Recordó durante toda la vida aquel sueño recurrente de su
primera infancia.
Temiendo cada vez, cada año, olvidarlo algún día.
Seguramente también temiendo no poder olvidarlo nunca.
La casa a sus tres o cuatro años fue un departamento al fondo
de un pasillo luminoso, con un patio entornado por paredes demasiado altas. El
cielo quedaba así fuera del alcance de sus manos. Un zumbido, al principio lejano
se hacía cada vez más nítido. Levantando la vista hacia el cielo comenzaba a divisar
algo que iba descendiendo hasta permitirse ver: un pequeño avioncito de juguete
con vuelo propio que continuaba su vuelo en bajada hasta posarse con total generosidad
sobre su mano extendida
Era hermoso.
Lo llevaba hasta su habitación y lo guardaba en el cajón
de los juguetes, debajo de su cama.
Entonces algo, alguien, le decía que no debía apropiárselo;
no podía adueñarse del vuelo eterno. Sólo agradecer la visita del instante y
luego arrojarlo al aire nuevamente. El avioncito era esperado por todos los
demás.
Sacaba de ese modo el juguete maravilloso del sombrío
refugio de nadie, regresaba al patio y lo soltaba.

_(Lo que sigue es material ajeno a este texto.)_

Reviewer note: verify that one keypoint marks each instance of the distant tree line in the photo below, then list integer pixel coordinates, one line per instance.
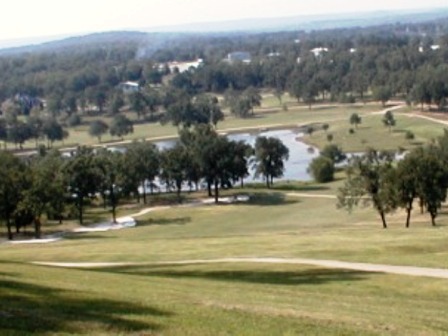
(421, 179)
(53, 186)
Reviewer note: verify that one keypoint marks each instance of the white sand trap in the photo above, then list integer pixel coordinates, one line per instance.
(35, 241)
(122, 223)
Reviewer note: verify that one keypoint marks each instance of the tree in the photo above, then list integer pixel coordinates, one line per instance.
(3, 132)
(173, 166)
(209, 108)
(111, 166)
(98, 128)
(406, 182)
(143, 162)
(138, 103)
(334, 153)
(121, 126)
(322, 169)
(46, 190)
(83, 178)
(355, 119)
(252, 95)
(370, 180)
(53, 131)
(13, 178)
(270, 154)
(432, 180)
(382, 94)
(389, 120)
(19, 132)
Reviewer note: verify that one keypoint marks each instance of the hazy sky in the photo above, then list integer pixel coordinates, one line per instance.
(31, 18)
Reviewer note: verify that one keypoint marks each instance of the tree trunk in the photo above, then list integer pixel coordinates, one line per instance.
(80, 209)
(433, 218)
(216, 191)
(408, 216)
(144, 192)
(383, 219)
(209, 188)
(8, 225)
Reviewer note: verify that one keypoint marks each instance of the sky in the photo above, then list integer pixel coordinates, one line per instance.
(32, 18)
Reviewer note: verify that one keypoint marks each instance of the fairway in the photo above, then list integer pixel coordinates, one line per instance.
(249, 298)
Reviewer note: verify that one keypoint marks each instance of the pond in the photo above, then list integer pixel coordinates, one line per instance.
(300, 155)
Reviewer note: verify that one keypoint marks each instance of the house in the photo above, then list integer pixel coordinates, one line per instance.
(185, 66)
(129, 87)
(239, 56)
(318, 51)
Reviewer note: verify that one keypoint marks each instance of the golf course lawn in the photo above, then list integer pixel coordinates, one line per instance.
(234, 298)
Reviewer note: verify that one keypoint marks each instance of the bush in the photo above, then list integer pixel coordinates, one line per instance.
(74, 120)
(322, 169)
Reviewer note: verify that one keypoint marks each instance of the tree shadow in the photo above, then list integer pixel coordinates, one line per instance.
(27, 308)
(264, 198)
(291, 278)
(164, 221)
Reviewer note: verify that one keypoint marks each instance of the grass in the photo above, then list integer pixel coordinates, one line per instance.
(263, 118)
(371, 133)
(240, 299)
(236, 299)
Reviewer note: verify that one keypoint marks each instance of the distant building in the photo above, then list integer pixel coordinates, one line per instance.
(239, 56)
(185, 66)
(318, 51)
(129, 87)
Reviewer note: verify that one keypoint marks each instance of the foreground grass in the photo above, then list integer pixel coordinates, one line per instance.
(218, 300)
(235, 299)
(263, 118)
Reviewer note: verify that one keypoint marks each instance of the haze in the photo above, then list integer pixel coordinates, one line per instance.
(25, 19)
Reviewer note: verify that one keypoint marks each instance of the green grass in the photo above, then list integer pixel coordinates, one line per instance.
(372, 133)
(235, 299)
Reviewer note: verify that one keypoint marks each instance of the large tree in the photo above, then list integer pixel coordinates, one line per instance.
(83, 178)
(370, 181)
(270, 157)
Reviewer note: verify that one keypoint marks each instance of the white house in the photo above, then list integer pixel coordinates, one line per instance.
(129, 87)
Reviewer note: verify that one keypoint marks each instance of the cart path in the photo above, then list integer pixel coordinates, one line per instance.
(335, 264)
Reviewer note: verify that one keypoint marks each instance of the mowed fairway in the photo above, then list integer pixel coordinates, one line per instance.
(234, 298)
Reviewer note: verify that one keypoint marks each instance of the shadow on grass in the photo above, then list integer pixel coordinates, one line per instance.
(165, 221)
(27, 308)
(285, 186)
(268, 198)
(292, 278)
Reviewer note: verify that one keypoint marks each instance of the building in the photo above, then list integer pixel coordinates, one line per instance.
(129, 87)
(239, 56)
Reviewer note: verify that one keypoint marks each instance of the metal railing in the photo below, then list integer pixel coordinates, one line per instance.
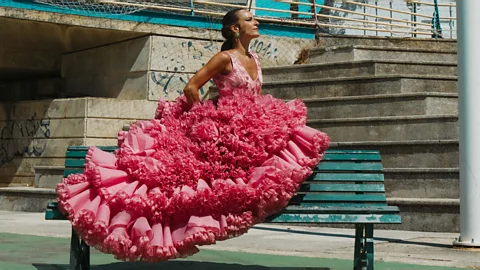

El avioncito recuperaba así su vuelo y se perdía más allá
de los muros. El zumbido alejándose tenía algo de la amarga dulzura de quien
comprende que no había comprendido.
Y abajo, en aquel patio, quedaba alguien en soledad con
su melancólica alegría, la de presentir que algún día el avioncito volvería; y
en ese presentimiento, la contracara inevitable de la incerteza: la que hace
más intensa a la felicidad, cuando ocurre.
En definitiva, el resto de su vida consistió en intentar
develar aquel sueño en cada señal amorosa que el amor le hiciera.